The project has been widely disseminated and an exploitation plan is now being implemented.
Project Context and Objectives:
Group B Streptococcus is responsible for 50% of life-threatening infections in newborns leading to severe morbidity, mortality or life-long disabilities during the early months of life, causing pneumonia, sepsis and meningitis. Current means of intervention involve widespread administration of prophylactic antibiotics during child birth to 30% of pregnant women at risk of transmitting GBS to infants during childbirth (Intrapartum Antibiotic Prophylaxis, IAP). IAP has successfully reduced the incidence of infections occurring within the first week of life (Early Onset Infections, EOD), but has had no impact of infections occurring in utero (causing premature delivery and stillbirth) or infections occurring after the first week of life and until 3 months of age (Late Onset Infections, LOD). Furthermore, IAP has resulted in the emergence of antibiotic resistant bacteria, and negatively impacts the development of the microbiome of the newborn child. A large unmet medical need therefore exists in the prevention of GBS infections.
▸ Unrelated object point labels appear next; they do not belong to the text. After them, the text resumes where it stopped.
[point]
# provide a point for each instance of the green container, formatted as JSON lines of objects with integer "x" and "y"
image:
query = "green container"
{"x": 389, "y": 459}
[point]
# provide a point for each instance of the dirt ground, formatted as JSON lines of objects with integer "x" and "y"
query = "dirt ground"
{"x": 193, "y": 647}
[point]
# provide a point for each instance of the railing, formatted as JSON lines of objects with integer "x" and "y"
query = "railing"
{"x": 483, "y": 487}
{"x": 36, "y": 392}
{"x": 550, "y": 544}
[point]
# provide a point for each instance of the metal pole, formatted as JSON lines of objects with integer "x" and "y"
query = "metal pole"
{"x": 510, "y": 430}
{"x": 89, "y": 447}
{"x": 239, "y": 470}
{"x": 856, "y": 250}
Development of a maternal GBS vaccine, administered during pregnancy, will result in the induction of protective antibodies in the mother, which will be transferred across the placenta to the unborn child. A vaccine will therefore protect the baby against both in utero infections, prevent premature delivery and stillbirth, and infections occurring after birth, preventing both EOD and LOD. In addition, it will ultimately make the use of IAP obsolete and hence prevent its negative impacts on antibiotic resistance and microbiome of the newborn child.
NeoStrep aimed to advance the GBS-NN vaccine candidate from late stage research into clinical development. The GBS-NN vaccine candidate is a fusion protein made up of the two N-terminal domains of the Rib and AlphaC surface proteins of the GBS.
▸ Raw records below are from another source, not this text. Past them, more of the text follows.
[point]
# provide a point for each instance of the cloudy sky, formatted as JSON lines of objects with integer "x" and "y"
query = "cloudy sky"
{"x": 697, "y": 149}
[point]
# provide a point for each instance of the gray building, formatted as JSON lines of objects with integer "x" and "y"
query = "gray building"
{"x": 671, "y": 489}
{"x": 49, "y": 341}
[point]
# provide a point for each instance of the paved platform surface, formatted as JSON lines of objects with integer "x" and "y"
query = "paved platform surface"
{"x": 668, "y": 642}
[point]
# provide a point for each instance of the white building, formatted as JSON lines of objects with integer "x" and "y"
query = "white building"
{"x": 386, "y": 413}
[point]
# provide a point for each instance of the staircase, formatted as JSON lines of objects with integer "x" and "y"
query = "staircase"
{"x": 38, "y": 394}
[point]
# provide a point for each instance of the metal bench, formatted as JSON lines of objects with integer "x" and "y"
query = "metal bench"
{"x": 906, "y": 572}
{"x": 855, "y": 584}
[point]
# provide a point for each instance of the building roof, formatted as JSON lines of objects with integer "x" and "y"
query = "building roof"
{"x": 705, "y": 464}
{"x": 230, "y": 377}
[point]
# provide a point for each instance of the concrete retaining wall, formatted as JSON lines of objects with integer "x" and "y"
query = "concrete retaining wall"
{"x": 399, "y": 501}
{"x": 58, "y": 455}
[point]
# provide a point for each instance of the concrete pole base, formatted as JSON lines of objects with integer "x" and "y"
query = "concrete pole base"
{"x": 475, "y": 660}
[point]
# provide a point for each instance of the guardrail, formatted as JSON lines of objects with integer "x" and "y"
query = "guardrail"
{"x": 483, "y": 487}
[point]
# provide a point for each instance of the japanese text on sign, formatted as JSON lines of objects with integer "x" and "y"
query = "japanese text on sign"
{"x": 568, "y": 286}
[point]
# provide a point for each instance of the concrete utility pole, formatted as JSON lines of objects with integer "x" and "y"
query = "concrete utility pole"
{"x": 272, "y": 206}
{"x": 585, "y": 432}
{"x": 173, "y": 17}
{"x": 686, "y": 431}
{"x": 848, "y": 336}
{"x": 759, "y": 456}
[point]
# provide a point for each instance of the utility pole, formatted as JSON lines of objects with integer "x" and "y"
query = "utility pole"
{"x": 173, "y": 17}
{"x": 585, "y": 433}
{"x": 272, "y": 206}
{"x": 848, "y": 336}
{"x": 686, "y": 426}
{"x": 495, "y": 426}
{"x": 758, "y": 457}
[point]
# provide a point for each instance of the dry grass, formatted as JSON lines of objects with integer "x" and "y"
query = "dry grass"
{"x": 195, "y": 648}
The main objectives of the project were to:
1) manufacture a GMP batch of GBS-NN for use in clinical trials,
2) conduct appropriate toxicology studies supporting the initiation of clinical trials,
3) conduct a set of Phase I safety and dose-finding trials,
4) investigate the mechanism of action of the vaccine,
5) disseminate the results and develop a commercialization plan.
Project Results:
The manufacturing part of the project successfully resulted in the transfer of a small-scale manufacturing process to a GMP contract manufacturer. The small-scale process was up-scaled to 200 L scale, and appropriate analytical methods were developed and qualified. An engineering batch was manufactured at full scale and used for toxicology studies. The GMP batch was manufactured and released for clinical use. Finally, a stability study program initiated. The outcome of this part of the project was very successful, with high yields of very pure product being obtained. Furthermore, all the drug product components have so far proved stable for 24 months’ post manufacture, with no signs of deterioration.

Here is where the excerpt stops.